There are a lot of techniques for utilizing multiple GPU depending on model size, data size, and the number of GPUs, like the diagram below:

multigpu_training

Data Parallel Methods

Data parallel methods are relatively easier to implement than model parallel, and they split the data by the number of gpus and give each gpu a partition of the whole data.

1. DDP (Distributed Data Parallel)

The simplest Data Parallel method can be implemented using pytorch’s DDP.

Every GPU gets a full copy of the model(memory overhead)

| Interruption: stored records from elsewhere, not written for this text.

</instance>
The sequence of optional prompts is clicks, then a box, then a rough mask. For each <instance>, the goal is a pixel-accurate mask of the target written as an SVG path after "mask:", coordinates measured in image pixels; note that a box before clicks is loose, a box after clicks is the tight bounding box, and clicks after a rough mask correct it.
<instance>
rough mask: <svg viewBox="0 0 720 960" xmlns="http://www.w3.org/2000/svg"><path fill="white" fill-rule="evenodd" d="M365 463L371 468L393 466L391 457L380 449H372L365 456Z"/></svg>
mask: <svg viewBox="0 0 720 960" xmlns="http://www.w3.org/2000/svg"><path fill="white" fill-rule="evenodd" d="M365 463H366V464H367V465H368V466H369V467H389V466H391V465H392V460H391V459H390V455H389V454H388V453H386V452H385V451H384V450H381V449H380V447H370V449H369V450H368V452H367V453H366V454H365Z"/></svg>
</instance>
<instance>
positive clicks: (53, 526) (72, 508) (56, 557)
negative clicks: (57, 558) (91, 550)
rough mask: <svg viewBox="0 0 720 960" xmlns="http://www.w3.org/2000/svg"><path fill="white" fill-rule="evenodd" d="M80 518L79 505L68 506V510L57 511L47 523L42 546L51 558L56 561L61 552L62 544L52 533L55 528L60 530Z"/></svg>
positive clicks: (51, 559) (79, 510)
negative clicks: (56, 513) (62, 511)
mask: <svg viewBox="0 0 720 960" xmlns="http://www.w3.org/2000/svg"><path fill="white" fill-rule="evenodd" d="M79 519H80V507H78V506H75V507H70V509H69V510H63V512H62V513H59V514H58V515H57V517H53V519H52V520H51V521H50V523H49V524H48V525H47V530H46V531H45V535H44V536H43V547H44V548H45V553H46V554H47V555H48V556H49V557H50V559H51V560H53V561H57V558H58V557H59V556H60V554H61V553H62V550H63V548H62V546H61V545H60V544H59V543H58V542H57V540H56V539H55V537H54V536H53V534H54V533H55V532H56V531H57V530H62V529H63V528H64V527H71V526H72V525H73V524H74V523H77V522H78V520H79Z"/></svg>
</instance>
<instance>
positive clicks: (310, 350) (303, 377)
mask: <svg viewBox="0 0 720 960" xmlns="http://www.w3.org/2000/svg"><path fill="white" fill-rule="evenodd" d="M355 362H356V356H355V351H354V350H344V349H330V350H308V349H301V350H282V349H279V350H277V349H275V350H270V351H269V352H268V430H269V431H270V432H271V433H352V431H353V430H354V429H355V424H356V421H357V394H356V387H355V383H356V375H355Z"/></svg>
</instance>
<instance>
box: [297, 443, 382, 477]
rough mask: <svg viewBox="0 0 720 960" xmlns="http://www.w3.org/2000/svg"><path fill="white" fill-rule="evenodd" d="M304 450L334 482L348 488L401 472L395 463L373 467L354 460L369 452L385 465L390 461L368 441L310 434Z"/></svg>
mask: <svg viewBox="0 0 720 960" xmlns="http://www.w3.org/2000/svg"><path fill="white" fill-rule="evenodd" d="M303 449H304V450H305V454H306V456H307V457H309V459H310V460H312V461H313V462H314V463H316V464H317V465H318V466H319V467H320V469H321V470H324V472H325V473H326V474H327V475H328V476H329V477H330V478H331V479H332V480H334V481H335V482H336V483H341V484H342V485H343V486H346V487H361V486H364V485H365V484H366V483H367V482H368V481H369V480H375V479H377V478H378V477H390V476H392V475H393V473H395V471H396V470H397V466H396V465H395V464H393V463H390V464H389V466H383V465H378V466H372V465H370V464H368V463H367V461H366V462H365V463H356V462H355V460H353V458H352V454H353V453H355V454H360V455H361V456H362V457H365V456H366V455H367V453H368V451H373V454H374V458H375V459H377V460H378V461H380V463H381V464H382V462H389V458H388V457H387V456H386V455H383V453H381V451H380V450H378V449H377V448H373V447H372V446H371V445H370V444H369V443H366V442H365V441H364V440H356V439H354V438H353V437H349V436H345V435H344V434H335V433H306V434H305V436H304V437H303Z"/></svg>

Example function can be found here: pytorch example

import torch
import torch.distributed as dist
import torch.multiprocessing as mp
import torch.nn as nn
import torch.optim as optim
import os
from torch.nn.parallel import DistributedDataParallel as DDP


def example(rank, world_size):
    # create default process group
    dist.init_process_group("gloo", rank=rank, world_size=world_size)
    # create local model
    model = nn.Linear(10, 10).to(rank)
    # construct DDP model
    ddp_model = DDP(model, device_ids=[rank])
    # define loss function and optimizer
    loss_fn = nn.MSELoss()
    optimizer = optim.SGD(ddp_model.parameters(), lr=0.001)

    # forward pass
    outputs = ddp_model(torch.randn(20, 10).to(rank))
    labels = torch.randn(20, 10).to(rank)
    # backward pass
    loss_fn(outputs, labels).backward()
    # update parameters
    optimizer.step()

def main():
    world_size = 2
    mp.spawn(example,
        args=(world_size,),
        nprocs=world_size,
        join=True)

if __name__=="__main__":
    # Environment variables which need to be
    # set when using c10d's default "env"
    # initialization mode.
    os.environ["MASTER_ADDR"] = "localhost"
    os.environ["MASTER_PORT"] = "29500"
    main()